Bu nedenle fiili hizmet zammından faydalanacak olan personelin yaptığı görevlerin sürekli olarak güncellenmesi gerekmektedir. Bu amaçla İş Sağlığı ve Güvenliği Kurulu gibi mesleklerin tehlikelerini, fiili hizmetten faydalanacak olan personeli güncel bir şekilde belirleyecek bir kurum oluşturulmak zorundadır. Anayasa Mahkemesi, 40. medenin bazı sıralarını iptal ederek bu yolda bir kapı açmıştır.
55. madde
Kanunun 55. maddesi emekli aylıklarına yapılacak zamları düzenlemektedir. Kanunun bu maddesi ile emekli maaşlarına yapılacak artışlarda yalnızca enflasyon oranlarının temel alınması öngörülmekteydi. Ancak dünyanın bütün ülkelerinde ekonomideki büyümeden ve artan refahtan eşit miktarda pay alınması için enflasyon oranlarının yanı sıra refah payı olarak da ayrıca bir artış yapılmaktadır. Bu nedenle emekli aylıklarının iktisadi koşullara ve sosyal devlet olma ilkesi göz ardı edilmeden ayarlanması gerekmektedir. Anayasa Mahkemesi kanunun bu hükmünü kamu görevlileri açısından iptal etmiştir.
63 ve 68. maddeler
Kanunun bu maddeleri, finansmanı sağlanan sağlık hizmetlerini ve sağlık hizmetlerinden alınacak katılım paylarını düzenlemektedir.

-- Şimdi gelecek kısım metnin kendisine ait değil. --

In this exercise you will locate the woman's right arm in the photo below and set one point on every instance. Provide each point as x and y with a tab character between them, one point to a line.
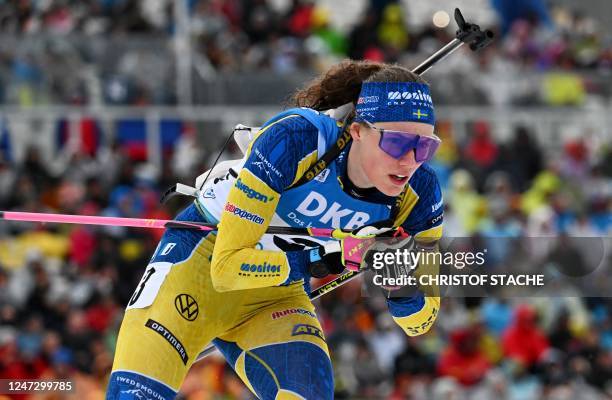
281	152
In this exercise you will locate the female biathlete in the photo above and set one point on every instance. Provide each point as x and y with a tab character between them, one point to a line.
236	288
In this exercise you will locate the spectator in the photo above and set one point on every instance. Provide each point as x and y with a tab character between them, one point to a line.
523	341
463	360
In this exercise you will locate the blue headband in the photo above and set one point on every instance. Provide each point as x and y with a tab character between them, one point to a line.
394	102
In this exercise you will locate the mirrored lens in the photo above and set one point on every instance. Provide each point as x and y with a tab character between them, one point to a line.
397	144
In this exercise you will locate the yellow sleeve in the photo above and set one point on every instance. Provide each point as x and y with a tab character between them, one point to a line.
236	264
417	315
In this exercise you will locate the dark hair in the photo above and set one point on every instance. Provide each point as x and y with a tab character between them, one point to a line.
342	83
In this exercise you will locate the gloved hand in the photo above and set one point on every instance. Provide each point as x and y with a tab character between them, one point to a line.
348	251
394	271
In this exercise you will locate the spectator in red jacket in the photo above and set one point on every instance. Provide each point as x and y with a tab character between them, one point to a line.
523	340
463	360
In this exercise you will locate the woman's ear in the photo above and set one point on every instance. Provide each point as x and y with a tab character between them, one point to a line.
355	131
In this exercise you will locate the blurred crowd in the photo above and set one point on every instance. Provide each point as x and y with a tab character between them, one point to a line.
118	51
63	287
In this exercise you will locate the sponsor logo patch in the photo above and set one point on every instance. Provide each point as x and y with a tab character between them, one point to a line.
186	306
264	268
291	311
305	329
252	193
243	214
209	194
169	337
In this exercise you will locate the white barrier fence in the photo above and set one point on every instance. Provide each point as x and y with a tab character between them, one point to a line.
36	126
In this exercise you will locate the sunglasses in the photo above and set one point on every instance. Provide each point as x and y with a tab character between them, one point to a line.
397	143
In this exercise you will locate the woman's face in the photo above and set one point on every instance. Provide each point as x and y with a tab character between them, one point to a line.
370	166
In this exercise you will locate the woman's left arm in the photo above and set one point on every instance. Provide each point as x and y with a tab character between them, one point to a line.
416	314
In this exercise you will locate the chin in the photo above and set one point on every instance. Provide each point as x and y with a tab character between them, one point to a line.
393	191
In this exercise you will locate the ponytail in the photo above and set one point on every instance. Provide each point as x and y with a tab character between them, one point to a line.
341	84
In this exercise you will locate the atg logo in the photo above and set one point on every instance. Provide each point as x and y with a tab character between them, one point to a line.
252	193
418	95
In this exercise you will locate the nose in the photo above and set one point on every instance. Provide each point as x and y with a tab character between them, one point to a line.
408	160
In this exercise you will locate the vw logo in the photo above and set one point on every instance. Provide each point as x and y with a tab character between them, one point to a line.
186	306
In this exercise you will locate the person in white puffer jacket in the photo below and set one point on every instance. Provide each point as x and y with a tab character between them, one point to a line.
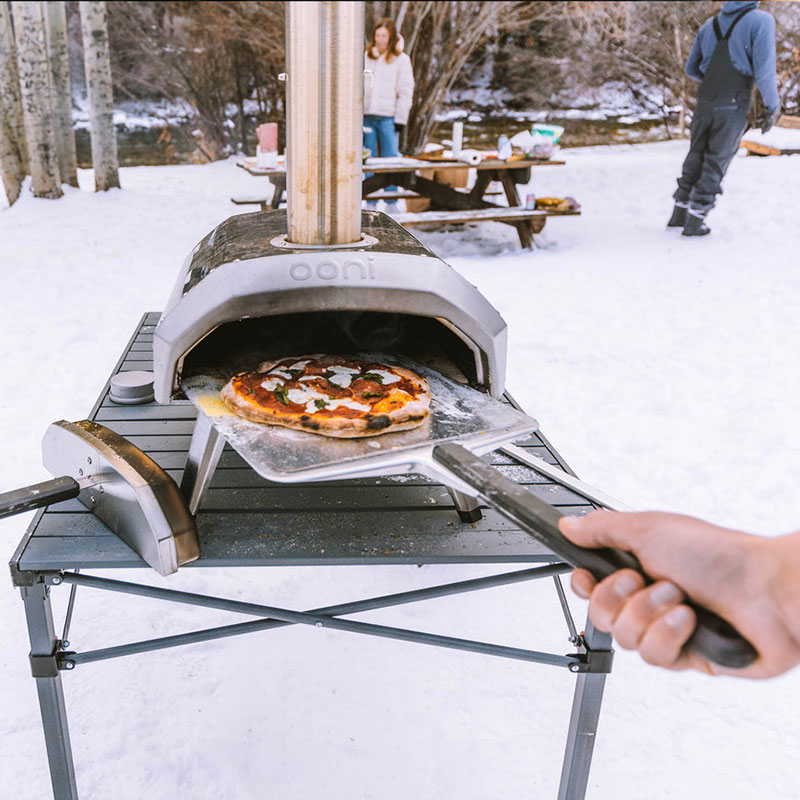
387	102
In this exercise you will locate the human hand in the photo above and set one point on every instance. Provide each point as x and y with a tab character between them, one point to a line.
767	120
748	580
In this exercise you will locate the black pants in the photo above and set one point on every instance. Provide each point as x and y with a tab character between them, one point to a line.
716	133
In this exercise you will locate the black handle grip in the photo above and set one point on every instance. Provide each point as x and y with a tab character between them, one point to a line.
18	501
713	637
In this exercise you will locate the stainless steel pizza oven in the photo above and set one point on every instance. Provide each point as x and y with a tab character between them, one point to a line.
244	295
323	276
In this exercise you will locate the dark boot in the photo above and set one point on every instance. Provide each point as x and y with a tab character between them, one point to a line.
695	225
678	218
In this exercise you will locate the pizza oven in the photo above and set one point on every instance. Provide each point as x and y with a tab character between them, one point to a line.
245	295
323	276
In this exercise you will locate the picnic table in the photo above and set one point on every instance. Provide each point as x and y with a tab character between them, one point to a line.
448	204
243	521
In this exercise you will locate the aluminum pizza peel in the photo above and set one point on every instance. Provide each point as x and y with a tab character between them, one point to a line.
120	485
463	425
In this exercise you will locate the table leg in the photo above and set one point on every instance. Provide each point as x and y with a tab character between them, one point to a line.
39	615
482	180
205	450
279	182
583	723
525	230
469	509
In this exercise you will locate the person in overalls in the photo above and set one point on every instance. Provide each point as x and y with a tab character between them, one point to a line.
730	52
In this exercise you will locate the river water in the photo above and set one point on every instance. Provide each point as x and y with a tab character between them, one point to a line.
171	145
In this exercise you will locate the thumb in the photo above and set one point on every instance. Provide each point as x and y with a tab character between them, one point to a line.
603	529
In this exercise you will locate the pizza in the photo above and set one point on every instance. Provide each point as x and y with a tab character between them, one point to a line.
330	395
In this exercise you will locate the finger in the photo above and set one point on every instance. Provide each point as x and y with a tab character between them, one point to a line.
664	640
610	596
641	610
583	583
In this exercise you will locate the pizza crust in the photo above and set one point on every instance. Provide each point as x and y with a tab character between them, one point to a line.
384	418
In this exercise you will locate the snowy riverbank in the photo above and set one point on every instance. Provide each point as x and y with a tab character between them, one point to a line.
663	369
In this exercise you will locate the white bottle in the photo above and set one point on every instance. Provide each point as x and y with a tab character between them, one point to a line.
503	148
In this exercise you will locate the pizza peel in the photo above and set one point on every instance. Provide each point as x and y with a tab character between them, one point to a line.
120	485
464	424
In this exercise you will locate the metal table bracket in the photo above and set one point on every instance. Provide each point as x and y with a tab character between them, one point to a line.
588	660
45	666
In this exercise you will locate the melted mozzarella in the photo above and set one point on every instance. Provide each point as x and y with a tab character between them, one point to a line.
270	384
349	370
301	396
343	379
347	403
308	395
387	377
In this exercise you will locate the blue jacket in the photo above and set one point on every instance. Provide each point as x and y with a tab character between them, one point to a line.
751	47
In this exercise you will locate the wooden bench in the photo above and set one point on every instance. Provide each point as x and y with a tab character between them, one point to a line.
254	200
536	218
405	194
265	202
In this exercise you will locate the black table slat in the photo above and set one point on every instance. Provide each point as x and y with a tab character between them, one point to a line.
245	520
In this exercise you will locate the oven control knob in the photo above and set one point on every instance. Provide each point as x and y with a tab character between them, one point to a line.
132	388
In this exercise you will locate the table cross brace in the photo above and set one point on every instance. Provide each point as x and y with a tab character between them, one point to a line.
326	617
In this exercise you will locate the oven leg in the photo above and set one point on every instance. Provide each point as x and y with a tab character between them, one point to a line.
583	723
468	508
204	452
44	644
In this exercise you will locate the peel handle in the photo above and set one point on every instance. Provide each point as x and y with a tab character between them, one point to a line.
37	495
713	637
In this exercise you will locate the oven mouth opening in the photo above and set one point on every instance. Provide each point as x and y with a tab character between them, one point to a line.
240	346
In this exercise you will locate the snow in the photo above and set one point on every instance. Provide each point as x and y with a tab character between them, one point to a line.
664	369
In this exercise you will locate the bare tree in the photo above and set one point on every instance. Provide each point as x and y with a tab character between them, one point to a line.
34	76
56	27
97	61
210	54
12	166
440	38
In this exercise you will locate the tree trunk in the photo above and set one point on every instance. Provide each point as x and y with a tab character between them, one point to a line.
34	76
56	24
10	165
97	60
10	100
11	169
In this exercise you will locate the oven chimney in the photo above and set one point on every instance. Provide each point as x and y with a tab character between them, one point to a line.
324	119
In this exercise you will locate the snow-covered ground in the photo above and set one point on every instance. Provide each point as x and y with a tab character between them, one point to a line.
665	371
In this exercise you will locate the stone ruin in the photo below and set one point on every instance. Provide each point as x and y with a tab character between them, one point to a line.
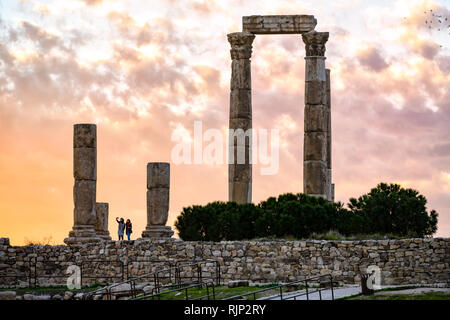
317	117
91	217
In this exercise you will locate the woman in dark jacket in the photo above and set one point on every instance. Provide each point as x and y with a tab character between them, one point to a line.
128	228
121	227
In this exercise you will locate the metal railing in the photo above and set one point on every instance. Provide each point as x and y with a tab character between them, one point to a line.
286	295
174	278
209	286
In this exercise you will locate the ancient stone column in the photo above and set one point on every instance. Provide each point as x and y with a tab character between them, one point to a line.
101	224
84	190
158	185
315	167
240	140
330	195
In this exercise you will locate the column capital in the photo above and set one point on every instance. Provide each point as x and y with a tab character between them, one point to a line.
241	44
315	43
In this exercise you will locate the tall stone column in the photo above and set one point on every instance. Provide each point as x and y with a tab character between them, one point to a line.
330	185
315	168
240	139
158	185
84	189
101	224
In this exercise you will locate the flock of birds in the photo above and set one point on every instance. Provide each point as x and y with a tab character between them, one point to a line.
437	18
441	23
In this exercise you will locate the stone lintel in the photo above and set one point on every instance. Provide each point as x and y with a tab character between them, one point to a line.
278	24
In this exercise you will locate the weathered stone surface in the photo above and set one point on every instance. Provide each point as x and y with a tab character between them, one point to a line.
84	195
158	175
157	232
101	225
85	163
7	295
240	103
315	43
278	24
241	74
84	135
315	147
240	191
82	234
315	118
315	171
315	69
257	261
330	185
314	177
240	172
157	206
241	44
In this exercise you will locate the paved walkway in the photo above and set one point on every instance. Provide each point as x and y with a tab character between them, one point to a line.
325	293
347	291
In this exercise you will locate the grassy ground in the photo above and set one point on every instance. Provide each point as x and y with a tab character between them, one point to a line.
51	290
423	296
397	296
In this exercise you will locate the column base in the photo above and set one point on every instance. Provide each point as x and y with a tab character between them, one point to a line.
157	232
82	234
104	235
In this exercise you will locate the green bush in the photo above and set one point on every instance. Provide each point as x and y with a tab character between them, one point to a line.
387	209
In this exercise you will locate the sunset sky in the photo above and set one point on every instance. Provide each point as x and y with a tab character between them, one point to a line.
141	70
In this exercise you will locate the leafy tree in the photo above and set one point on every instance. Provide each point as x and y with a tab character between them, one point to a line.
389	208
386	209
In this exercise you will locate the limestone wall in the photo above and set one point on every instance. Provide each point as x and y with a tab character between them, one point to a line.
411	261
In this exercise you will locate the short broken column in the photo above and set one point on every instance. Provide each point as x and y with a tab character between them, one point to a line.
84	190
101	225
315	169
240	125
158	185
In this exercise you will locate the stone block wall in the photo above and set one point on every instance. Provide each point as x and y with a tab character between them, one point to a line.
408	261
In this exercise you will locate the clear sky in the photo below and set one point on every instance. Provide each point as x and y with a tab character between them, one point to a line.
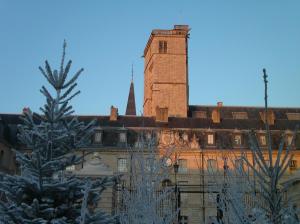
230	42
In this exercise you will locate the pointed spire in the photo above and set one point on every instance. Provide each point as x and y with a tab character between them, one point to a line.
130	110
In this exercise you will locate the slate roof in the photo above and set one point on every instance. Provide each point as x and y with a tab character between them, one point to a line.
9	122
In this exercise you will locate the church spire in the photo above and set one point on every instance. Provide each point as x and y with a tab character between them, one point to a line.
130	109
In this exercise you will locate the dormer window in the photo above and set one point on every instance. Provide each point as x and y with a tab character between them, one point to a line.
293	164
122	165
237	140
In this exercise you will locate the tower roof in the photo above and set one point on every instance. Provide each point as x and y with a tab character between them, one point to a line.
130	109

Kanunun bu maddelerinde belirlenen ayakta tedavilerde alınması öngörülen 2 YTL ile ortez ve protezlerden alınması düşünülen katılım paylarının kaldırılması sosyal devlet olma ilkesinin bir gereği olarak karşımıza çıkmaktadır. Kanunun uygulanması durumunda her başvuruda hastalarımızdan (bugün için) 400 YTL'ye kadar katılım payı alınabilmesinin önü açılacaktı.
Bunun yanında 18-45 yaş arasındaki sigortalıların diş protez masraflarının karşılanmayacağı; 18 yaşından küçük ve 45 yaşından büyük olan sigortalıların ise diş protez masraflarının % 50'sinin karşılanacağı belirtilmekteydi. Bu maddenin sosyal devlet ilkesiyle bağdaşması mümkün değildi.
80. madde
Bu madde ile kamuda çalışanlar için prime esas kazanç tanımının değiştirilerek, tüm ek ödeme ve ikramiyelerin de prime esas kazanca dahil edilmesi, kamu çalışanlarından yapılacak sosyal güvenlik kesintisinin neredeyse iki katına çıkması anlamı taşımaktaydı. Buna göre kamu çalışanlarının büyük bir çoğunluğunun sosyal güvenlik primlerinin artması sonucunda, kanun yürürlüğe girdiği anda ücretlerinde 35-300 YTL arasında azalma meydana gelecekti.